He's known for his wild hair and starring in the wildly successful "High School Musical" movies, but now Corbin Bleu is ready to put that all behind him (well, at least the "High School Musical" part) and focus on his just-released album, Speed of Light.
"Anything I do, I always want a positive message, and obviously 'High School Musical' does tend to skew a little younger, but it's great for them," he told MTV News about who he's targeting with his new LP. "But it's more 20s, college years — sort of something in there for everybody."
Bleu hopes to show the world that he's growing up and also find his own sound and figure out just who he is as a performer and singer.
"Once the song 'Speed of Light' came along, that's really what defined the sound for the album," Bleu said. "That song itself is kind of haunting. It really just set the pace. ... That's why I titled [the album] Speed of Light as well. It was really just finding a personal sound for myself, and even the stories, everything involved in it is a lot more personal experiences."
To help find this more personal sound, he worked with Brian Kennedy (Rihanna's "Disturbia") and Erick Hudson (Kanye West's "Flashing Lights"). "Venturing off into this album started about a year ago. I wanted to develop more of a personal sound for myself, make it a little more mainstream," he said, adding that he sought inspiration for the album from Michael Jackson, Guns N' Roses and Luciano Pavarotti.

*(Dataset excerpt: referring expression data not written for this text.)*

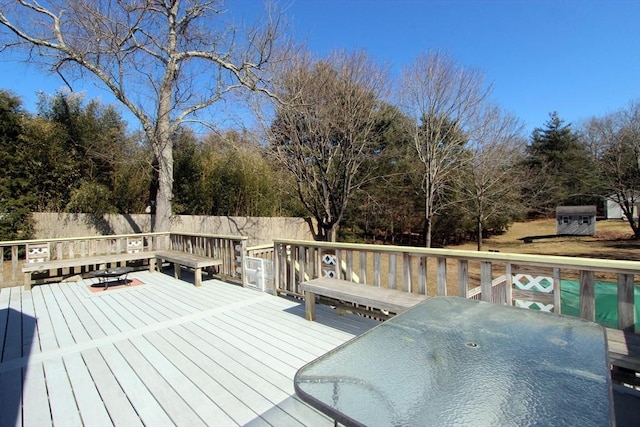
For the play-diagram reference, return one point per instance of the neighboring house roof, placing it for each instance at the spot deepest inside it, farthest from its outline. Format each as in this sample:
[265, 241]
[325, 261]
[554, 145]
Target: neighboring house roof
[576, 210]
[630, 195]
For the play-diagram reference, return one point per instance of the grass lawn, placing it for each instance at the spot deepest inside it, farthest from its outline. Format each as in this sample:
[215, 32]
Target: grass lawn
[613, 240]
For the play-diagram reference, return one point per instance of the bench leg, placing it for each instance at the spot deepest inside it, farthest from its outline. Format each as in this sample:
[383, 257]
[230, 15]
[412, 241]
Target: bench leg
[198, 276]
[309, 305]
[27, 281]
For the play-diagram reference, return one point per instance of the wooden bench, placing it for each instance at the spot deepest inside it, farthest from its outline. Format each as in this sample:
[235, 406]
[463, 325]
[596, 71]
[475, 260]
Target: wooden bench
[38, 260]
[391, 300]
[178, 259]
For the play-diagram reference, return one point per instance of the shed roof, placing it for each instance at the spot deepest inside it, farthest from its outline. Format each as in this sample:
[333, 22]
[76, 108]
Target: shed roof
[576, 210]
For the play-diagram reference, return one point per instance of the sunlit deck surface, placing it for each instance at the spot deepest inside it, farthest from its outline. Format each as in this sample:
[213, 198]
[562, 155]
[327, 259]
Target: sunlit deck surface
[166, 353]
[163, 353]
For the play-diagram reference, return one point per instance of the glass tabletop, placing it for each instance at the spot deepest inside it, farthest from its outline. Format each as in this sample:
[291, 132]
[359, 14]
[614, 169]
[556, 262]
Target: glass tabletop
[453, 361]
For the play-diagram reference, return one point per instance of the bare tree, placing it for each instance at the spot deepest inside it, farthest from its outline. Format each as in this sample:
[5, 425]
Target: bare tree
[616, 142]
[444, 99]
[325, 128]
[490, 186]
[165, 60]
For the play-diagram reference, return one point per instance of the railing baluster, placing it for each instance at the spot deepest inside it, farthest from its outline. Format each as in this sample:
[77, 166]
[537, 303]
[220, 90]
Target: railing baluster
[557, 291]
[463, 278]
[14, 262]
[407, 272]
[393, 271]
[587, 295]
[626, 320]
[422, 275]
[363, 266]
[442, 277]
[485, 281]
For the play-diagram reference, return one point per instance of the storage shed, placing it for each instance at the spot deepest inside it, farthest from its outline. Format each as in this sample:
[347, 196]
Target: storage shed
[576, 220]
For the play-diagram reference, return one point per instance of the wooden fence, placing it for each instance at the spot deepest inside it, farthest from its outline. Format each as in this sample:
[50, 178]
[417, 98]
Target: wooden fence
[228, 248]
[483, 275]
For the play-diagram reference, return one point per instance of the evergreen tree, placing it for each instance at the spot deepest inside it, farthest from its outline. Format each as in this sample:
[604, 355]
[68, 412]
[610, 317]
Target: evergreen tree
[561, 171]
[16, 201]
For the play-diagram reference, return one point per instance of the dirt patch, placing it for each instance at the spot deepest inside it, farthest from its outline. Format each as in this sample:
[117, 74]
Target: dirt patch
[613, 240]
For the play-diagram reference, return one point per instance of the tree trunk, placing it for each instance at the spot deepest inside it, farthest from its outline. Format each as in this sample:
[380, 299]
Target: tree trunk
[333, 233]
[427, 232]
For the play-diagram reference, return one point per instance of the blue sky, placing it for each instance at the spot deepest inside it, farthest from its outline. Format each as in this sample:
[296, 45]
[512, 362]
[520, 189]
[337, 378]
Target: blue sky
[578, 57]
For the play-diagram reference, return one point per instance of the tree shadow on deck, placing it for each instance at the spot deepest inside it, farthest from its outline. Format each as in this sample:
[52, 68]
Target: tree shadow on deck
[18, 335]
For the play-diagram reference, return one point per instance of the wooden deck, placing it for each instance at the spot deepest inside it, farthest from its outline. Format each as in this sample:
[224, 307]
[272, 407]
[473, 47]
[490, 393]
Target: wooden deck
[161, 354]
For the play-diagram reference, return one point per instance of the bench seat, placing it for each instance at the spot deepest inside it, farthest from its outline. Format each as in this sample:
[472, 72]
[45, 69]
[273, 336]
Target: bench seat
[391, 300]
[178, 259]
[100, 261]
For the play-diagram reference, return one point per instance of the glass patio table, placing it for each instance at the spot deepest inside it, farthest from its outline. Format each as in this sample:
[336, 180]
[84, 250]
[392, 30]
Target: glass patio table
[453, 361]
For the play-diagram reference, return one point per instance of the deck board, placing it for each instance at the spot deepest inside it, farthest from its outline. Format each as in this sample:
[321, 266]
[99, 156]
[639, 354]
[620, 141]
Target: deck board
[165, 353]
[36, 411]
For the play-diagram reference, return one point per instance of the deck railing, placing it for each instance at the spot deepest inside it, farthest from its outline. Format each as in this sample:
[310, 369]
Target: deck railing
[228, 248]
[484, 275]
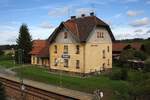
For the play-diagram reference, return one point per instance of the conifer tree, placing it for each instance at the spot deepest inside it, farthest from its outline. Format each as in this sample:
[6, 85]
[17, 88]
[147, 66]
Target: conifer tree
[24, 44]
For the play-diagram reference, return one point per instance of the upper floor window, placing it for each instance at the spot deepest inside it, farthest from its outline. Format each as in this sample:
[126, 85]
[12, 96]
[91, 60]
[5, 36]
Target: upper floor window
[77, 49]
[108, 62]
[55, 47]
[104, 54]
[55, 62]
[65, 35]
[33, 60]
[100, 35]
[38, 60]
[108, 48]
[65, 62]
[77, 64]
[65, 48]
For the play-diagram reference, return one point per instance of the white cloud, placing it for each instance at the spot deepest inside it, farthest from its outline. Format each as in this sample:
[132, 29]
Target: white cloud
[85, 11]
[148, 2]
[128, 32]
[57, 12]
[118, 15]
[138, 31]
[40, 33]
[140, 22]
[46, 25]
[132, 13]
[148, 31]
[128, 1]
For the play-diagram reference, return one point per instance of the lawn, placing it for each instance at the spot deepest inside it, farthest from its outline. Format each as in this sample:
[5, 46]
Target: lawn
[114, 89]
[77, 83]
[7, 64]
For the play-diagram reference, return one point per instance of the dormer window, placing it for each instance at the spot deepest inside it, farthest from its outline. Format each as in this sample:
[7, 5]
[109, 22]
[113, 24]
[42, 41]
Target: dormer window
[100, 35]
[66, 49]
[55, 47]
[104, 54]
[108, 48]
[65, 35]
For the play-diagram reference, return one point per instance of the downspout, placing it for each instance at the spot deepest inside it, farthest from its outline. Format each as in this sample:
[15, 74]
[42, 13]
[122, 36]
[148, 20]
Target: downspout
[84, 59]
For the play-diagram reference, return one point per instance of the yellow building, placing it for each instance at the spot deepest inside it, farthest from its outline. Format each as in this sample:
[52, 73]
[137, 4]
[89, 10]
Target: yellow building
[81, 45]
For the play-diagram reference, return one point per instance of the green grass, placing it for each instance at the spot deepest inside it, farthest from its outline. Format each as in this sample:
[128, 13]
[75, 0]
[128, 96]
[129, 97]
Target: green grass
[83, 84]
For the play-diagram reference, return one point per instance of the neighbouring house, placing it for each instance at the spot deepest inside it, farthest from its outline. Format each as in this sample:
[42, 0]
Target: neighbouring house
[118, 47]
[40, 53]
[81, 45]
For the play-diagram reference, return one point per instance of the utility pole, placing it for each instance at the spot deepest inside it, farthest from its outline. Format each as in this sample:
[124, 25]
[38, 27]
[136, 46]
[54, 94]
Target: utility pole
[20, 61]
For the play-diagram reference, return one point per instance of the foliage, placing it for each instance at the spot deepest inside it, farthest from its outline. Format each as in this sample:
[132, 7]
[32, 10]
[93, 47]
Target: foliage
[121, 74]
[1, 52]
[147, 65]
[5, 57]
[140, 55]
[130, 54]
[139, 85]
[2, 92]
[24, 43]
[126, 55]
[147, 47]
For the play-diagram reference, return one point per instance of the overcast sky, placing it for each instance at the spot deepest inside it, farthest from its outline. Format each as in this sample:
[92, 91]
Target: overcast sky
[127, 18]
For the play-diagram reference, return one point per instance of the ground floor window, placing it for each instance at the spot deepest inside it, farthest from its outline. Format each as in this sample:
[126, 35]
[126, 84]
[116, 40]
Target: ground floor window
[77, 64]
[65, 62]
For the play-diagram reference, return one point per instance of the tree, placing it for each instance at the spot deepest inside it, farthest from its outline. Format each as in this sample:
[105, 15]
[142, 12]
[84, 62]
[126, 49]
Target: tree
[24, 43]
[147, 65]
[1, 52]
[127, 55]
[147, 48]
[2, 92]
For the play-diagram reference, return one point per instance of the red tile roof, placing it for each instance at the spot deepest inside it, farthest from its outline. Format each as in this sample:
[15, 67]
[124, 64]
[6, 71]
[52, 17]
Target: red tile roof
[118, 46]
[81, 27]
[40, 48]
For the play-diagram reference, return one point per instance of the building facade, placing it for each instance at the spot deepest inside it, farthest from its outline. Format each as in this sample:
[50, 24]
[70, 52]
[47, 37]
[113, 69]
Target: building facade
[81, 45]
[40, 53]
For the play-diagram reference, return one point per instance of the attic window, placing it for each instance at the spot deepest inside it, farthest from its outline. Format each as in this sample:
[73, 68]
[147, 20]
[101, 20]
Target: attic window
[65, 35]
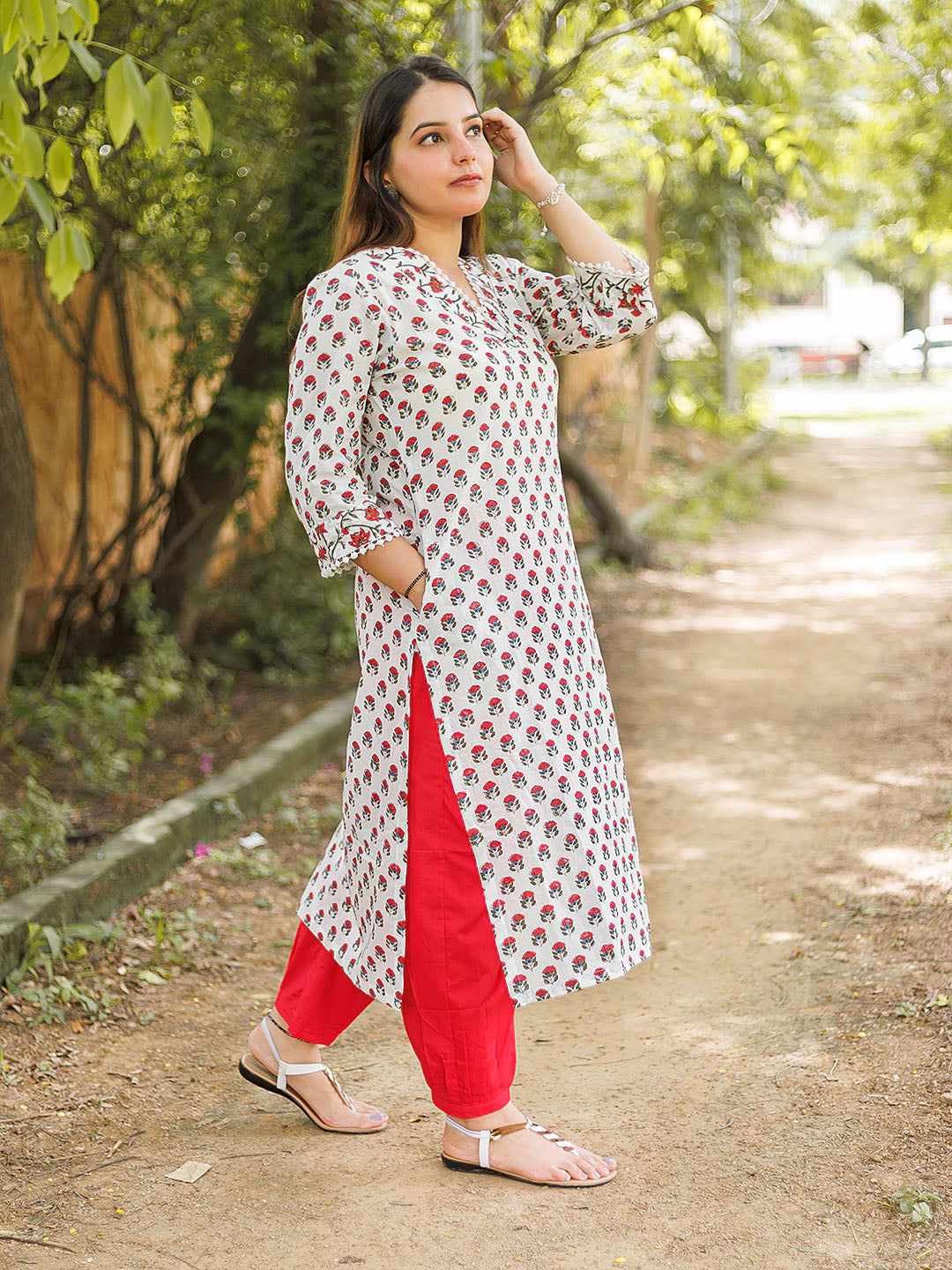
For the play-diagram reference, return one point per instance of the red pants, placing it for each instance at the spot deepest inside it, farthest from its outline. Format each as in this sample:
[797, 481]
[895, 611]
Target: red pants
[456, 1004]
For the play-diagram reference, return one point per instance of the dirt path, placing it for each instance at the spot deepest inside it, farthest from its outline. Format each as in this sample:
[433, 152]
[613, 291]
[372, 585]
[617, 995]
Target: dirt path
[785, 707]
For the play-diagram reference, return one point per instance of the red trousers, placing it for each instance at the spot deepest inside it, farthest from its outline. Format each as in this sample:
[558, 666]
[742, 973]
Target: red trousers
[456, 1004]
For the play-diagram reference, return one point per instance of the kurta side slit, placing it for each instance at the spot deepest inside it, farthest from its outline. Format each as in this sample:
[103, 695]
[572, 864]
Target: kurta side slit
[456, 1005]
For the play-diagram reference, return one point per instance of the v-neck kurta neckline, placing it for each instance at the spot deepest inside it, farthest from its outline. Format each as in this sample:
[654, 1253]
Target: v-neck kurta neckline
[461, 260]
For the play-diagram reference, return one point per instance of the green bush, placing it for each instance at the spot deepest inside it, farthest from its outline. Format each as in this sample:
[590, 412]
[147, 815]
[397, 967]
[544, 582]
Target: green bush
[100, 723]
[276, 615]
[33, 839]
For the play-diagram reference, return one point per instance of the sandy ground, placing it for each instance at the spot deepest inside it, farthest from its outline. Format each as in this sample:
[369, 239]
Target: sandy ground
[767, 1080]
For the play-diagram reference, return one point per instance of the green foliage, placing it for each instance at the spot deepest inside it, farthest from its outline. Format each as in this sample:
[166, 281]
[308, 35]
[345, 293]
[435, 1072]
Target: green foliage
[260, 863]
[33, 837]
[61, 973]
[41, 42]
[100, 724]
[276, 615]
[735, 494]
[917, 1204]
[689, 394]
[54, 972]
[175, 937]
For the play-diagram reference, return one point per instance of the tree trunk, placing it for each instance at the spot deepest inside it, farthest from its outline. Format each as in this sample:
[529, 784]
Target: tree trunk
[18, 524]
[215, 467]
[637, 435]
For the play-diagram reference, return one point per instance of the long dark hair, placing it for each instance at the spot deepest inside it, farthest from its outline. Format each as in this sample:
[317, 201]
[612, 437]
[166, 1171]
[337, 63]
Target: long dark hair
[368, 216]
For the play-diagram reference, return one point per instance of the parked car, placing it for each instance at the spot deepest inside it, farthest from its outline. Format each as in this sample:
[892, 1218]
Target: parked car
[905, 355]
[825, 360]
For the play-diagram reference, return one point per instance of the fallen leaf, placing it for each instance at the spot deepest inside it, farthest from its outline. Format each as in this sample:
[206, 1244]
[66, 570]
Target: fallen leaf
[190, 1172]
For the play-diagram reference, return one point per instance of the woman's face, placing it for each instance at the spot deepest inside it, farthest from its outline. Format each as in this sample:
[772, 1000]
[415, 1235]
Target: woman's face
[439, 140]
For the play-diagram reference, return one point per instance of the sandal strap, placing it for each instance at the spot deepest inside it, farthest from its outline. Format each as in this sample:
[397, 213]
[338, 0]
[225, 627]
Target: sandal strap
[286, 1070]
[553, 1137]
[485, 1136]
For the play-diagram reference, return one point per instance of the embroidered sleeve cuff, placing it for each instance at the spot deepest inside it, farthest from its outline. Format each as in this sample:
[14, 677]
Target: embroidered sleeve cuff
[620, 288]
[357, 531]
[639, 265]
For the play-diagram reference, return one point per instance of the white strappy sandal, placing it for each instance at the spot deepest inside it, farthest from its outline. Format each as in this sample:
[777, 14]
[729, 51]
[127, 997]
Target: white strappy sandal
[487, 1136]
[258, 1074]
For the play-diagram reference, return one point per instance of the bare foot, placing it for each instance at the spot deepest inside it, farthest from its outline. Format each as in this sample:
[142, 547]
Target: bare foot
[524, 1151]
[315, 1087]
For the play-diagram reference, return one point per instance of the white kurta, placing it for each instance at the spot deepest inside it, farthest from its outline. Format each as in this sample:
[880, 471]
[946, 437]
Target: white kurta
[413, 413]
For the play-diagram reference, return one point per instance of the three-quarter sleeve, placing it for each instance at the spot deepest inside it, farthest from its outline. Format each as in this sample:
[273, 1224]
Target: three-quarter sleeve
[342, 337]
[591, 308]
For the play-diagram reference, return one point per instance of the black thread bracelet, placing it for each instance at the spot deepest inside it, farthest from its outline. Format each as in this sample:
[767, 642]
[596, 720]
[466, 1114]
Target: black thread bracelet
[420, 574]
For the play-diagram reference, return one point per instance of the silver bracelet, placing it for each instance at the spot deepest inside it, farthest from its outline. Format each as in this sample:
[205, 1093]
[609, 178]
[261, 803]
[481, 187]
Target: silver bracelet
[420, 574]
[551, 198]
[554, 196]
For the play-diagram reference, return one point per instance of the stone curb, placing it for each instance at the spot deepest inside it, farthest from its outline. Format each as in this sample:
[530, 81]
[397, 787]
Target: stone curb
[145, 851]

Although he'd like to one day work with Akon, he didn't think that "Speed of Light" was the appropriate project for a collaboration. "The idea of collaboration was sort of in talks, but it wasn't something we pursued," he said. "I know for myself I just wanted to find myself for this album, but if more opportunities came up in the future, I would love to be able to vibe off of people and just get creative."
With the release of Speed of Light, Bleu confirms that he won't be back for any more "HSM" movies. "I am not coming back ... We graduated in the last film. They are moving on with the new generation of underclassman."